Continue Reading Below
“This budget reflects the values and priorities of the vast majority of the American public who believe we should put jobs and the economy first, tackle our debt and deficit responsibly, and keep the promises we’ve made to our seniors, veterans and families,” Murray said in a statement.
The Democratic-controlled Senate's panel approved its bill a day after the Republican-controlled House approved its budget resolution -- also along party lines.
The House budget prepared by Budget Committee Chairman Paul Ryan, R-Wis., aims to balance the budget in 10 years and calls for approximately $5 trillion in cuts over that timeframe. True to the Republican position, that budget would not raise taxes and would repeal the Affordable Care Act, often called Obamacare.
“The Democrats who run Washington love to talk about a ‘balanced approach,’” House Speaker John Boehner said earlier this week at a press briefing. “But there’s nothing ‘balanced’ about a budget that never gets to balance. And they have no plan to balance the budget – ever.”
Boehner said a balanced budget means a healthier economy, more jobs and a better outlook for the next generation to have a shot at the American dream. He called on President Barack Obama and Democrats to work with the other side of the aisle.
“We won’t agree on everything, but we should be able to agree on some common goals,” Boehner said. “Number one: how about balancing the nation’s budget? Every family in America has to balance their budget. Washington should too. President Clinton worked with a Republican-led Congress, made balancing the budget a truly bipartisan objective. It’s now part of his legacy. I believe this president should do likewise.”
But Murray begs to differ.
“Their budget doubles down on the policies the American people rejected last election,” Murray said. “It would be devastating for the middle class and the economy, it would dismantle Medicare and the programs families depend on -- and it would do all that while protecting the wealthiest Americans and biggest corporations from paying their fair share. The House Republican plan is anything but balanced, and it’s anything but fair.”
Obama has been making the rounds on Capitol Hill this week in order to get a grand bargain on spending and taxes. He dined with Congressional Republicans, but they are still adamant there will be no new taxes, saying Obama got a tax increase in January, during the fiscal cliff negotiation.

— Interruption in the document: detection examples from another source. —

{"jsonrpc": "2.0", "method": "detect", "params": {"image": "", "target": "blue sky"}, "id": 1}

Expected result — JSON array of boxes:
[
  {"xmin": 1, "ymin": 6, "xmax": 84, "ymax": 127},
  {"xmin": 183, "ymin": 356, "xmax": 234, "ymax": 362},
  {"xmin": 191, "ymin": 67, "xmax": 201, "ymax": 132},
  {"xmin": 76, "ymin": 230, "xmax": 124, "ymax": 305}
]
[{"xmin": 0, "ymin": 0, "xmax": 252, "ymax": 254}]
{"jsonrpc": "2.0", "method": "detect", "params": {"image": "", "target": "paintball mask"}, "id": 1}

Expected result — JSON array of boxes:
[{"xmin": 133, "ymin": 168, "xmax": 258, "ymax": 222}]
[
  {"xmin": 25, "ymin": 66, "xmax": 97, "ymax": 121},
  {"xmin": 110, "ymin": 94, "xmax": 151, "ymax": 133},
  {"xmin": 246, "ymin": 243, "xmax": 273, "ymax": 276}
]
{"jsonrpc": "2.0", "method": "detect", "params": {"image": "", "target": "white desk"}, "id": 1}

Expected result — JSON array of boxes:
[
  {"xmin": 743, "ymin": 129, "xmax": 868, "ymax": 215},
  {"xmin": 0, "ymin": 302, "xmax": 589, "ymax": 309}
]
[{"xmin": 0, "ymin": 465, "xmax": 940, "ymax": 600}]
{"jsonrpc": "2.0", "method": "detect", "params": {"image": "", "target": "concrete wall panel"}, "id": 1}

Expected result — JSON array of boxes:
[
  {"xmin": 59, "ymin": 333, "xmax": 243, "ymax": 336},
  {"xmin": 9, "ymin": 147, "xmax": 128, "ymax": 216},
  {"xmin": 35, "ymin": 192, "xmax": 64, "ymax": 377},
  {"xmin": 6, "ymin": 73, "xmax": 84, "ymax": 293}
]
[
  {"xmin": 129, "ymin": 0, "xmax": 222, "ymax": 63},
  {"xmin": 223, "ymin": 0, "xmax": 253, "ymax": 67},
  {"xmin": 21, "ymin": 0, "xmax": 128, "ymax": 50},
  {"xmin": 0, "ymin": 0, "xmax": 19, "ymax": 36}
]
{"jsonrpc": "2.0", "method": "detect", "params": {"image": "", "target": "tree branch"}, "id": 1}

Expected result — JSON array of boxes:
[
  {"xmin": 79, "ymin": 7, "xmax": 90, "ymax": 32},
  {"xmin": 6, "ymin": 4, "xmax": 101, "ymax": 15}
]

Boehner said he is glad Obama reached out, but that it is going to take more than dinners and phone calls to charm Republicans.
“It’s going to take the president and Senate Democrats rolling up their sleeves and making tough choices about how we solve our nation’s problems,” he said. “No more tax hikes, no more gimmicks, and no more putting off what needs to be done today. And if we work together, we can succeed. We can balance the budget. We can protect the American Dream. And I hope the president and Senate Democrats will join us.”
Murray, too, is hopeful that there could be a bipartisan deal. However, she remains realistic.
“It won’t be easy, but the families we represent are looking to us to move past the gridlock and dysfunction that is hurting our economy and costing jobs,” she said.